With three and a half decades of history and a scene that stretches across the planet from the deepest basements to the top of the pop charts no history is ever perfect. After all, terms like deep house, tech house and jackin’ house mean very different things to different people, and the definitions have shifted over time.
The elements that make up house music were all there as the ‘70s dawned, and the primacy of the DJ became paramount.
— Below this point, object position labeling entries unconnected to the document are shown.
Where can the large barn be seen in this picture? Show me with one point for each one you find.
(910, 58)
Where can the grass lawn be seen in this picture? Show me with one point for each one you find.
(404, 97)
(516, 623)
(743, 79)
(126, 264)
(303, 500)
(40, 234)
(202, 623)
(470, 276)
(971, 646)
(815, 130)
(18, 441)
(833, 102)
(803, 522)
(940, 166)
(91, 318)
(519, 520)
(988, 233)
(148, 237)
What started with David Mancuso’s Loft parties in New York was later turbocharged by Nicky Siano at his legendary club The Gallery and Larry Levan at hotspots like Paradise Garage and Studio 54.
The studio tricks of edit scientists Tom Moulton, John Morales, François K, Walter Gibbons and company became crucial: cutting and splicing master tapes to deconstruct and extend disco grooves, increasing the sound’s rhythmic repetitions. Particular Latin syncopations went through Salsoul and into ‘80s freestyle. European synthesiser and rhythm machine experimenters like Kraftwerk and Cabaret Voltaire were starting to enter into a two-way dialogue with black American dance music, which itself had already been dosed with sci-fi sound by Herbie Hancock, Stevie Wonder and Bernie Worrell.
You can hear the beginnings of house back in 1977 in the sequencer-driven repetitions of Donna Summer’s Giorgio Moroder-produced “I Feel Love”, and the synth bassline and use of space on First Choice’s album track “Let No Man Put Asunder”, a tune that would be both remixed by Frankie Knuckles and endlessly sampled by everyone else as house music properly emerged.
In Europe, you can hear the groove bubbling through the drum machines, from pop on Yazoo’s 1982 “Don’t Go” through synth psychedelia with Chris & Cosey’s 1984 “Driving Blind”, Italo disco on Klein & MBO’s 1982 “Dirty Talk” and Alexander Robotnick’s 1983 “Problémes D’Amour. These tracks were played all over and are still played today.
House Music is a feeling, but it is also a many-splendored concrete reality that’s been woven into the lives of millions of people’s lives. And that is going to remain the case for a very, very long time.